Андрей достал телефон. На экране список неотложных дел по магазину. Мир его бизнеса уже был четким и предсказуемым, где он был хозяином. А здесь… Здесь был ветер, детский смех, слезы, страх и огромная, неподъемная ответственность за чужих, но теперь уже его крестниц и их мать.

Он сунул телефон в карман, не глядя на список дел. Подошел к столу. Сегодня его место было здесь. У крестильного стола Даши Орловой. Его новая, невыбранная, но принятая должность: крёстный второй дочери Полины. На год защита и опора для семьи. Андрей Назаров впервые за долгое время чувствовал, что стоит на твердой, пусть и чужой, но настоящей земле. Земле долга, который был страшнее и значительнее любого бизнес-плана.

Глава 25. Дербент

Поезд, словно усталый стальной зверь, выдохнул клубы пара на перроне Махачкалы. Клим Орлов первым спрыгнул на раскаленные от солнца плиты. Сумка с нехитрыми пожитками тяжело свисала с плеча. Воздух ударил в лицо – густой, соленый, пропитанный незнакомыми запахами моря, специй и горячего асфальта. Такой разительно непохожий на легкую, хвойную прохладу Сортавала. За спиной с грохотом и шутками сползали на землю его сослуживцы по эшелону, такие же сонные и помятые долгой дорогой из Карелии.
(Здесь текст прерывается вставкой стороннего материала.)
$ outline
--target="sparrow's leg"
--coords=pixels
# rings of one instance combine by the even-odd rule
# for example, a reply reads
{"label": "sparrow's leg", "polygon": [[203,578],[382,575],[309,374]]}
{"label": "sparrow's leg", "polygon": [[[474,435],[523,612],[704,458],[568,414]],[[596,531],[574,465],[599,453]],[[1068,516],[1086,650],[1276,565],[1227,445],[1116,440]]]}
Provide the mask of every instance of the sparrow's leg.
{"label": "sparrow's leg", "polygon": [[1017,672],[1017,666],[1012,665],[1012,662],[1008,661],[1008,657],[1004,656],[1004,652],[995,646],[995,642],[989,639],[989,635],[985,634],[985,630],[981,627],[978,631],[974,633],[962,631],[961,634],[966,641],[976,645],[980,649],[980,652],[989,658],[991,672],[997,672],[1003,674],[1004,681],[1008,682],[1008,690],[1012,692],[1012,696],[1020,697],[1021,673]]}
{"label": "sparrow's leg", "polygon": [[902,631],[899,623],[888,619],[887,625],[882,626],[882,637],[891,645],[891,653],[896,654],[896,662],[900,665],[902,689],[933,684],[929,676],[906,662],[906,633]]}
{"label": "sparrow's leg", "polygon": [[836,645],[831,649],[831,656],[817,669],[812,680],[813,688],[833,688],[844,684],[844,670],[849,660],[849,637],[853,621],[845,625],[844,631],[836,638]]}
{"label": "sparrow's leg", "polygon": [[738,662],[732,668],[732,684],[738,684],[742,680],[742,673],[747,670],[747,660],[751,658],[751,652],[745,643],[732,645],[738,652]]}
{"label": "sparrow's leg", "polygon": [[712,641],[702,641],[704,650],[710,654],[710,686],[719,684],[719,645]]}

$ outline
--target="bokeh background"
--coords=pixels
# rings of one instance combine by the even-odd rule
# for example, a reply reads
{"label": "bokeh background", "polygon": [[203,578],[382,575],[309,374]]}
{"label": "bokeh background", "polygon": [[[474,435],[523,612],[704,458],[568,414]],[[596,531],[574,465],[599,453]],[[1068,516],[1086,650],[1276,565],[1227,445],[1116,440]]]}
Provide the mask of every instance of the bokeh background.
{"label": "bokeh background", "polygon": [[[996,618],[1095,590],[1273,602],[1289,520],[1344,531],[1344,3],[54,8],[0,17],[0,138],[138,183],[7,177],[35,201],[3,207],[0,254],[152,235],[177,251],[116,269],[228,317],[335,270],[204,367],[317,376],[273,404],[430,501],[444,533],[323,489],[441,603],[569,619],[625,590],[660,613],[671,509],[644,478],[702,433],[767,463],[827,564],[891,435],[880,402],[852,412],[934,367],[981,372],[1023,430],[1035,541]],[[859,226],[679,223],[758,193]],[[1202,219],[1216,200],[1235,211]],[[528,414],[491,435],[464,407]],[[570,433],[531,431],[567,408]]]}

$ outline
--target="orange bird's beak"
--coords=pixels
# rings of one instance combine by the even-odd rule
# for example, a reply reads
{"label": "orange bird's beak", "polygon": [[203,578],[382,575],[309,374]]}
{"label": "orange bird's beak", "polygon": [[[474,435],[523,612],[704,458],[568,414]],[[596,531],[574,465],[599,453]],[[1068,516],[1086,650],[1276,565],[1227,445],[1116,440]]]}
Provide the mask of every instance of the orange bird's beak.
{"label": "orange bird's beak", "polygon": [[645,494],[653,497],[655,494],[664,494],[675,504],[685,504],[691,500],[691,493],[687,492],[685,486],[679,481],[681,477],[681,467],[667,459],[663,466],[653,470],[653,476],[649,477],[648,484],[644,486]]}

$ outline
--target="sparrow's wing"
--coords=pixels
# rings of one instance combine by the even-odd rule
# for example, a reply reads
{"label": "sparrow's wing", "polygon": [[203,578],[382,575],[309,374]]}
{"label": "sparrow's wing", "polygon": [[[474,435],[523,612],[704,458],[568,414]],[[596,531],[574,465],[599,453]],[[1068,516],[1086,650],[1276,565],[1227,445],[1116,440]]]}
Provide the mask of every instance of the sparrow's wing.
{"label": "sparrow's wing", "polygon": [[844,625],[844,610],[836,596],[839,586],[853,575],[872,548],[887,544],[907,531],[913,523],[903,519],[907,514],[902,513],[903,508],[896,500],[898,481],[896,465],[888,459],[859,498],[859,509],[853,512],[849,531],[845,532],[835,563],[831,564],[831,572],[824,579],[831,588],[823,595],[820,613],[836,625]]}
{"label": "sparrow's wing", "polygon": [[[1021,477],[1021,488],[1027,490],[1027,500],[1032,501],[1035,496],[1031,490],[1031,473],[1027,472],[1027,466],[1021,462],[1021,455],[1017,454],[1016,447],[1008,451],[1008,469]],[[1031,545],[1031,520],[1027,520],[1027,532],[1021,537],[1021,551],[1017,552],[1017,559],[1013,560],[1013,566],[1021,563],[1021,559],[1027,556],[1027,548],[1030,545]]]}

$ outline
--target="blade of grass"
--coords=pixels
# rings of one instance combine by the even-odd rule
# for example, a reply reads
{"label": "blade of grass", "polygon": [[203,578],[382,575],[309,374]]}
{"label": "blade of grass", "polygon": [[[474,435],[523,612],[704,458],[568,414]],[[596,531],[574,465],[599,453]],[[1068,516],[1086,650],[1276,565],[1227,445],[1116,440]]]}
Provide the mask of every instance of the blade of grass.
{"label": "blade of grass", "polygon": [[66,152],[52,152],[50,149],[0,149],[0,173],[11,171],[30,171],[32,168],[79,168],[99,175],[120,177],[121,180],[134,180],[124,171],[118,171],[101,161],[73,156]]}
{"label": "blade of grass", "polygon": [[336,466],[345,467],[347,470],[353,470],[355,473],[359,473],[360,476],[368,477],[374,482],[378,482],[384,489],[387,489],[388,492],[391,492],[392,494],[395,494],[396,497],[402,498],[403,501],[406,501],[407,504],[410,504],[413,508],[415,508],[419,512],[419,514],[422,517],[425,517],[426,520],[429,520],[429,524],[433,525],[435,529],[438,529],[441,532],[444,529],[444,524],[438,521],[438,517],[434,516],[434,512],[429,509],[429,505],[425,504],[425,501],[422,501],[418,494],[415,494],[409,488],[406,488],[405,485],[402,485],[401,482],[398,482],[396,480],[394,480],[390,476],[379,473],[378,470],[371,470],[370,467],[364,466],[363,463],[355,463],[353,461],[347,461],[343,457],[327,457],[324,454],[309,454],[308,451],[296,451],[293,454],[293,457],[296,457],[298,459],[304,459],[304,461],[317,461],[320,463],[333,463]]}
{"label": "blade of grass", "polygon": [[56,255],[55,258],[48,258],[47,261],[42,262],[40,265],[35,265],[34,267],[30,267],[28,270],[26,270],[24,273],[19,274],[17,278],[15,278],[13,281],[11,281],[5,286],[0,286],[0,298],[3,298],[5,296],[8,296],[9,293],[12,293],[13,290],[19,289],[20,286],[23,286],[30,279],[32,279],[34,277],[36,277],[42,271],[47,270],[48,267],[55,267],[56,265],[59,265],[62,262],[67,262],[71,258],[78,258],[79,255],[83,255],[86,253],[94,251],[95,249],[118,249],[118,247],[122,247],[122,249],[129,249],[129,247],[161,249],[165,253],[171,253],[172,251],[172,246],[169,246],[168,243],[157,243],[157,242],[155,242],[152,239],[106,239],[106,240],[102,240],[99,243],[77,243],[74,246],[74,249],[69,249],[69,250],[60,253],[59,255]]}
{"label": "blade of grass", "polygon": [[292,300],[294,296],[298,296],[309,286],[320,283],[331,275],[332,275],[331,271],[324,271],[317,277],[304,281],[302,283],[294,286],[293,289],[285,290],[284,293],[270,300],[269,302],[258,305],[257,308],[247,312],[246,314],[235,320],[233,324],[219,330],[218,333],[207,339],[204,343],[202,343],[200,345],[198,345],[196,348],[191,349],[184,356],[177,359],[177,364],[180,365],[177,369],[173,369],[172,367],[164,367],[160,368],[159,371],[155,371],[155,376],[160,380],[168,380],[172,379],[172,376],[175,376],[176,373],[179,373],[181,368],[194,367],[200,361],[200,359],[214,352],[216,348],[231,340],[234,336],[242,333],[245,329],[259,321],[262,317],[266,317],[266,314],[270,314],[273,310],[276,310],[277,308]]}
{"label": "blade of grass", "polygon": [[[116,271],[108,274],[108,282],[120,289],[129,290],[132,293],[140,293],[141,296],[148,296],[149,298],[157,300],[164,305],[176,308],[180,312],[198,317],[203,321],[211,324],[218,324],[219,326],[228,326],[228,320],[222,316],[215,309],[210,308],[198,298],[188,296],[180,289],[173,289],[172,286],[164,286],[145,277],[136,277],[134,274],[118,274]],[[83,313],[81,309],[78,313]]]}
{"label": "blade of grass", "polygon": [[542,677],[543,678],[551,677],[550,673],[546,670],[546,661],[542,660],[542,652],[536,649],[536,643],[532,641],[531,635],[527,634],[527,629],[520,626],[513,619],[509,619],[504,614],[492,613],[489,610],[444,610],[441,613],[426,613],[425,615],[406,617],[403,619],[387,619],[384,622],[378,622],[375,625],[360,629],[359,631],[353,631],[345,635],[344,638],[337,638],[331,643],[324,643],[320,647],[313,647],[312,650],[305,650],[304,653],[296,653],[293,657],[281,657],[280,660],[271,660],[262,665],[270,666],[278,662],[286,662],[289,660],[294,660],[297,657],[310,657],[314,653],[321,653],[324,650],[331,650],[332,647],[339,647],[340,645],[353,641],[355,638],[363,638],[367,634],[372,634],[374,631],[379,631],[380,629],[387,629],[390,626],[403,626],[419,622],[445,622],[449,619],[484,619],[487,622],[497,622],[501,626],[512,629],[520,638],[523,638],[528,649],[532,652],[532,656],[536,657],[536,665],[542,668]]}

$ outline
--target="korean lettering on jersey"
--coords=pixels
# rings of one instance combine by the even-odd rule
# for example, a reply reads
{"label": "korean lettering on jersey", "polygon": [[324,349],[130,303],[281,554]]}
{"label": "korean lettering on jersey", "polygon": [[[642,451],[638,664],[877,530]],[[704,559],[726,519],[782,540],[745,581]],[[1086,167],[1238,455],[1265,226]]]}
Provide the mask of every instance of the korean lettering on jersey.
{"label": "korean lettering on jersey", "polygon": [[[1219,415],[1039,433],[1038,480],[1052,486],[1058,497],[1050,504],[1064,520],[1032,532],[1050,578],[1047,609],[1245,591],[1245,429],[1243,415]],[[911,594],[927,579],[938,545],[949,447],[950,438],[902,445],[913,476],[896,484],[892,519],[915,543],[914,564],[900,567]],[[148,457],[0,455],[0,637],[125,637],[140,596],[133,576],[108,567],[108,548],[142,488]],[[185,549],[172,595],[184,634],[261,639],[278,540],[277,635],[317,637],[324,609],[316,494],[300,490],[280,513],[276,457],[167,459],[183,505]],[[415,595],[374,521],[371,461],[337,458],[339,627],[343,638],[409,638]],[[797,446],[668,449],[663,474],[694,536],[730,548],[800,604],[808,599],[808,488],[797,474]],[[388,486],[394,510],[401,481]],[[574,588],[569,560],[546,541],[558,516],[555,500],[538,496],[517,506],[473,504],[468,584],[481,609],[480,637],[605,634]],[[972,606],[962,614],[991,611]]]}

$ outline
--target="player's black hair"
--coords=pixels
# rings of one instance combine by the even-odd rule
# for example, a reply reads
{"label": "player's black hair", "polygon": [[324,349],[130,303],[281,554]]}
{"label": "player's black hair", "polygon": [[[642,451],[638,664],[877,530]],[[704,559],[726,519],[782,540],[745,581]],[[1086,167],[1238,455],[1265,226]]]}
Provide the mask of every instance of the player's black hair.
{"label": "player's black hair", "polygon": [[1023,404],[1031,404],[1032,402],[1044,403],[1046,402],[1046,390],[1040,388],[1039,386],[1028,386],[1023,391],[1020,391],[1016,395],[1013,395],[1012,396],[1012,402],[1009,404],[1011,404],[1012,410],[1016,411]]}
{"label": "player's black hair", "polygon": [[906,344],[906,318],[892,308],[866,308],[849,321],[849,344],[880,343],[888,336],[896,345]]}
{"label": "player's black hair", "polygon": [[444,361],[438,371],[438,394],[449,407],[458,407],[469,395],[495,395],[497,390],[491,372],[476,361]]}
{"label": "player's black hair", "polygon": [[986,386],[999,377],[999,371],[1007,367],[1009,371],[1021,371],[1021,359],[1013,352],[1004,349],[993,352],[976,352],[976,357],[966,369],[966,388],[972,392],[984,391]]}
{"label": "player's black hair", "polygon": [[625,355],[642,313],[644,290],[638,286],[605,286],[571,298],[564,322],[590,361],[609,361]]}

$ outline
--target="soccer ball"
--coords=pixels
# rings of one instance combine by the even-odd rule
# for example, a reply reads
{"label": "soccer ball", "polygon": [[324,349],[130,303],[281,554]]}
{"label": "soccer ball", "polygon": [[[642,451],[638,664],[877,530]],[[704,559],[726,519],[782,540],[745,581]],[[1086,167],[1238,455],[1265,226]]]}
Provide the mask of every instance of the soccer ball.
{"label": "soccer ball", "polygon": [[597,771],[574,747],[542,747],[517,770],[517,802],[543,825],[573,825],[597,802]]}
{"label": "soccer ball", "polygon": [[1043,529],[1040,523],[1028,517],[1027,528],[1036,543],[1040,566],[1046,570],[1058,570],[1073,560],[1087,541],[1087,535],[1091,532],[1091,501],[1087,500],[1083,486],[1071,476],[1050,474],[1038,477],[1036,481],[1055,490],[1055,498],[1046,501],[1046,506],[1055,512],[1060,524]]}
– Ну вот и Каспий, Орлов, – хрипло процедил старший сержант Петров, закуривая. – Добро пожаловать в южную сказку. С колоритом.

Клим лишь кивнул, глотая непривычно теплый, влажный воздух. Глаза невольно искали в кармане гимнастерки – не фотографию, он знал ее наизусть, а само ощущение того маленького квадратика бумаги, где улыбались Полина и их дочки. Сердце сжалось тугим узлом. Год. Всего год, и он снова будет дома. Но их смех казался сейчас таким далеким и призрачным, как запах ее волос…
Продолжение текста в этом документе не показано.